MINNEAPOLIS, Minn.—A new study indicates that financial institution fraud prevention costs are exceeding actual losses for many payments types.

The finding, from the Payments Fraud Survey conducted by the Federal Reserve Banks of Minneapolis, Boston, Chicago, Dallas, and Richmond during April and May 2014, suggests banks and credit unions should evaluate security investments in relation to the overall cost of payment fraud to the FI.

The study indicated that while the finding could suggest that financial institutions and companies are “overcompensating in prevention vis-à-vis likely losses, it is also possible that risk mitigation strategies and fraud prevention investments have indeed been effective.”

Financial institutions are particularly likely to perceive that risk mitigation strategies have led to a decrease in fraud losses, with 71% saying they agree with that statement, compared to only 33% of non-financial firms. More than half of the respondents (60%) whose losses increased or stayed the same report that risk measures taken helped to control the level of losses.

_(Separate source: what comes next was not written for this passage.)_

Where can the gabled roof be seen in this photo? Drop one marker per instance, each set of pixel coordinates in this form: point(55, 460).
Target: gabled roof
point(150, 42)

Financial institutions are also heavier users of customer authentication methods than non-financial firms, the study noted. “For example, almost all (92%) of surveyed financial institutions use multi-factor authentication, while only 35% of non-financial firms do so. Financial institutions are also more likely to use a variety of transaction screening and risk management methods than non-financial firms, according to survey results,” the report stated.

Although many respondents experienced fraud attempts and losses, in 2013 one out of five (21%) financial institutions and one out of two (54%) non-financial firms did not incur losses, suggesting effective measures were in place preventing the successful use of compromised payment instruments and information, or possibly the fraud attempt was relatively unsophisticated.

“Indeed, the data shows that companies are investing increasingly in fraud prevention, mitigation, and control,” the report stated. “These investments should be taken into consideration when evaluating the overall cost of payment fraud to individual companies and to the economy as a whole.”

The biennial survey, started in 2009, seeks to uncover fraud trends for a variety of payment types, including checks, cash, debit and credit cards, automated clearinghouse (ACH) transactions, and wire transfers. Respondents are asked to describe types and levels of fraud and also to highlight effective fraud mitigation strategies.

In keeping with previous surveys, signature debit transactions are the payment type cited by the largest number of financial institutions as accounting for high levels of payments fraud losses (92% of financial service companies), while checks are cited by 75% of non-financial companies.